CJ:Exactly! The other thing can really, and I know we're getting kind of close to the end of our time. But I just wanted to ask you real quick is you know, I know we've spoken a lot about the OR and these anesthesia codes that start with 00, but a lot of anesthesiologists also do like pain management clinics or they may do kind of pain treatments that aren't in the 00 codes, have you...? 

Kimberly:Oh, yes, yes! Like our nerve blocks. Yes, we. And we have 60,000 code series that they can do for nerve blocks. Also, they can do simultaneously the 30,000 series codes if they're doing any kind of A-lines, right? Those arterial lines are those endotracheal tubes, those, ETTs. Anytime they have to do any line placements, you're correct. So they do a lot of those anesthesia codes, but they can do 60,000 and 30,000 if they're doing cath placements or if they're doing any kind of blocks for nerves for cause a lot of times they have post pain blocks that they can do too, if they're recommended to be done by the surgeon's request and then I can't forget our qualifying circumstances. Those are 20,000 codes as well. Those, 99140, 99315. So absolutely there are other code sets in the coding manuals that they can code as well. 

CJ:Exactly! Yeah, absolutely. And, yeah, the time has kind of just gone so quickly, but I want to give you an opportunity to share any last-minute thoughts about anesthesia or about anything and you know as we wind down here. 

Kimberly: Absolutely! Well, one thing I do want to say, I referred everybody to ASA's website and I hope you can go and check it out today because just recently in the month of March ASA just publicized that certified anesthesia assistants are now authorized to practice in Washington state and so that is a new thing. They're going to be effective by Senate Bill 5184 that was just passed. And I think it's effective June of 2024. And so that's just another point to point out that if you go to these resources like ASA and CMS, they will give you good guidance because know that every state doesn't allow CAAs to do this type of practicing. So that's how we stay in the know. That's how we know what's going on when things are changing. And, Christine Hall, my good friend, always says; "If we cannot count on anything, we can count on change." And just when we get used to something, one way they would change it up on us. So, we have to make sure it's our own us to make sure we're looking at these authoritative resources so we know when the changes are happening. 

CJ:That's right! 

Kimberly:But thank you again. It has been my honor to serve. Yes, definitely have everyone connect with me on LinkedIn and look for me shortly that medical institute, again I just love it so much for you asking for my insight on any of this regarding anesthesia. 

CJ:Yes, Kimberly, thank you so much. And some of those links and things we can include in the show notes, if you'll share those with us, if you're LinkedIn and any other these resources that you think helpful and I just love what you said earlier about we need you know in our roles we need to be the ones who are proactively on top of things.

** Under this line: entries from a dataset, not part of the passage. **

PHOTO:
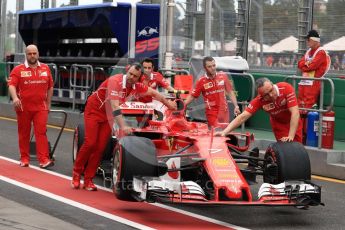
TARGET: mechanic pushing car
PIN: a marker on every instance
(31, 89)
(152, 79)
(214, 87)
(102, 109)
(279, 100)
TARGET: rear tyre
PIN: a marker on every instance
(78, 140)
(133, 156)
(286, 161)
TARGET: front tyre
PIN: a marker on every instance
(286, 161)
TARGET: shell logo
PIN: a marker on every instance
(221, 162)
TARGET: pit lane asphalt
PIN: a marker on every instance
(330, 216)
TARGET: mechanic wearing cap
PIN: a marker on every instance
(102, 108)
(152, 79)
(214, 87)
(279, 100)
(314, 64)
(31, 89)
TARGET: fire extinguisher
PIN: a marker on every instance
(312, 129)
(328, 120)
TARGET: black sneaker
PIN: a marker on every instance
(47, 164)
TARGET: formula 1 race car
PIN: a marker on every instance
(179, 161)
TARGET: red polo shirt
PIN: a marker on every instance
(154, 80)
(32, 85)
(278, 110)
(114, 88)
(214, 91)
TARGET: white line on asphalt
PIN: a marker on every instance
(76, 204)
(208, 219)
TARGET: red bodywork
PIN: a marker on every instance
(175, 132)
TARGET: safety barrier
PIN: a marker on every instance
(321, 109)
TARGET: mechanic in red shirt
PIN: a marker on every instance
(214, 87)
(279, 100)
(31, 89)
(314, 64)
(102, 108)
(152, 79)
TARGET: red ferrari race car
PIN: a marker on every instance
(180, 161)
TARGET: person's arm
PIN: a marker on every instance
(189, 99)
(16, 101)
(232, 96)
(159, 97)
(293, 124)
(239, 120)
(169, 88)
(116, 110)
(49, 97)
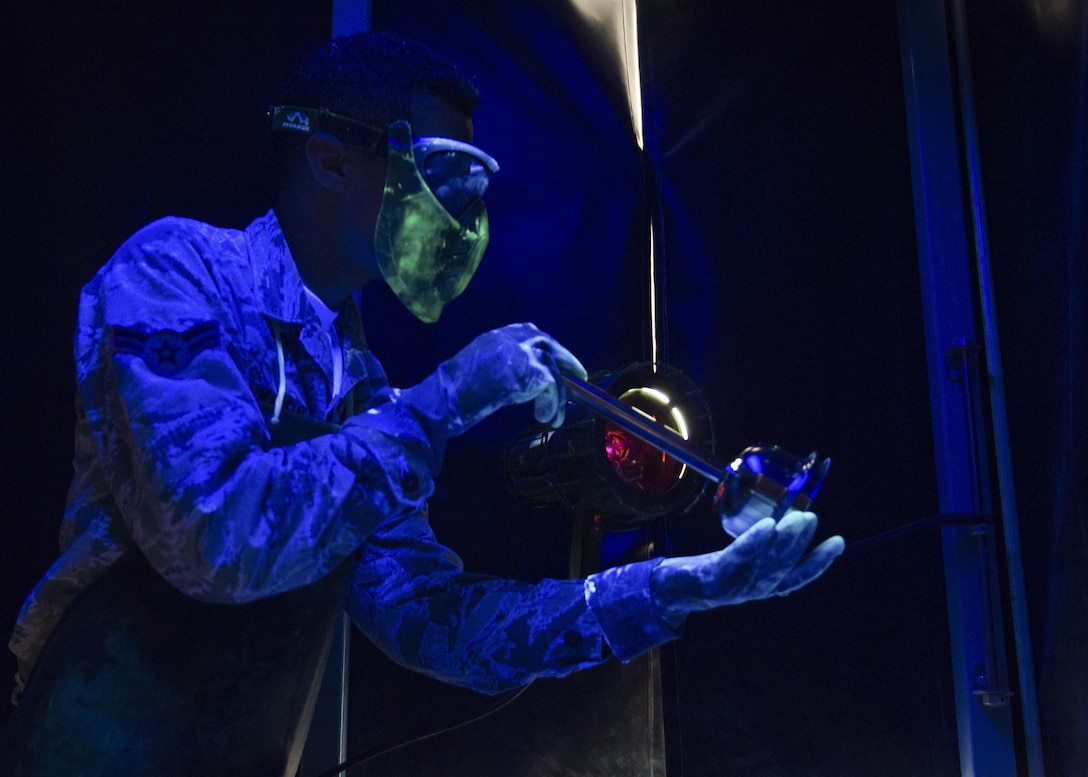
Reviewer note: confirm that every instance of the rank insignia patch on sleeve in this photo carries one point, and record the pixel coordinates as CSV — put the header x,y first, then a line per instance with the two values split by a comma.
x,y
165,352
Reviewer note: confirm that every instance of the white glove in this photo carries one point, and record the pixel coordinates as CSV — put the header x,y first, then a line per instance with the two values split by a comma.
x,y
507,366
767,559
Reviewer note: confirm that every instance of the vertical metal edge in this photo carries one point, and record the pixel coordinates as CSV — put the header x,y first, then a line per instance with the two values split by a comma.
x,y
986,734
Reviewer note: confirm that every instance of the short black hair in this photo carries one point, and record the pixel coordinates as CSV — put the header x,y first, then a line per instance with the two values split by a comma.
x,y
373,77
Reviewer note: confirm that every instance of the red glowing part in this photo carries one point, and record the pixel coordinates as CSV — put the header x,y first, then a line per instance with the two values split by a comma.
x,y
639,464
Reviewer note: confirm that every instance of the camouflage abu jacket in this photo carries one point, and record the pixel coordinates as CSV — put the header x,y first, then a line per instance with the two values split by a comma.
x,y
181,335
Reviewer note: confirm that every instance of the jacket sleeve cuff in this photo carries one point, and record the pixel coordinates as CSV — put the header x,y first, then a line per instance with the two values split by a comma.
x,y
631,620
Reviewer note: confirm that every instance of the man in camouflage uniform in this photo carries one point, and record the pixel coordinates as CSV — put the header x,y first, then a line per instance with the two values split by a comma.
x,y
243,470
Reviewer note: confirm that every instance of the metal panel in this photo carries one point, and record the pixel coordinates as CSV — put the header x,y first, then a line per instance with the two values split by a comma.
x,y
984,715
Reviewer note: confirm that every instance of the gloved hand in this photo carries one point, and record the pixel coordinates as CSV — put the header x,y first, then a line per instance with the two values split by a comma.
x,y
507,366
767,559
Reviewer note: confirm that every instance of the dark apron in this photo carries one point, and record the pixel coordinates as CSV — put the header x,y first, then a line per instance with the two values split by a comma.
x,y
139,679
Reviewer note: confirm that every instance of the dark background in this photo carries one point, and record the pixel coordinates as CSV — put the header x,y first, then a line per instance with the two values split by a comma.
x,y
777,132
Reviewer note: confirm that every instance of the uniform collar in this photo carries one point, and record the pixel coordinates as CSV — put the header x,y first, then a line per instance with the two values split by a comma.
x,y
281,293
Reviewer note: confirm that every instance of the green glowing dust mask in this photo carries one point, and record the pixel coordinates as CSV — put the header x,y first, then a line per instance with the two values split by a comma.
x,y
432,226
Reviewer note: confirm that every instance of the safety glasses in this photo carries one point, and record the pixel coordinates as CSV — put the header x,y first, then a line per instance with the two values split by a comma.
x,y
457,173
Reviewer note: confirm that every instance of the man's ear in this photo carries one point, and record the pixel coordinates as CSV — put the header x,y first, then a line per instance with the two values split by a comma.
x,y
326,159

So the fact that you know you are identifying resources. You know that Washington state has just recognize CAAs and so that's part of our job too. Is having the most current information and getting that to our teams and our organizations and that you know that's proactive work. And so, I love that attitude. 

Kimberly:Yes! Correct. Absolutely yes! And it makes you invaluable, right? Because maybe your director or your physicians or your practice administrator didn't know. So now you're the one bringing it to them. So, they look to you as a good resource of good solid information. 

CJ:Yes! Well, Kimberly, thank you so much, you're a pleasure to speak with you and a wealth of knowledge. 

And thank you to all of our listeners. Thank you for listening to another episode. We encourage you to share this with friends. We always encourage you to share with us other topic ideas or guests that you think might have something to share on the podcast. We'd love to explore that with you and until our next episode, please take care and be safe, everyone. Bye bye!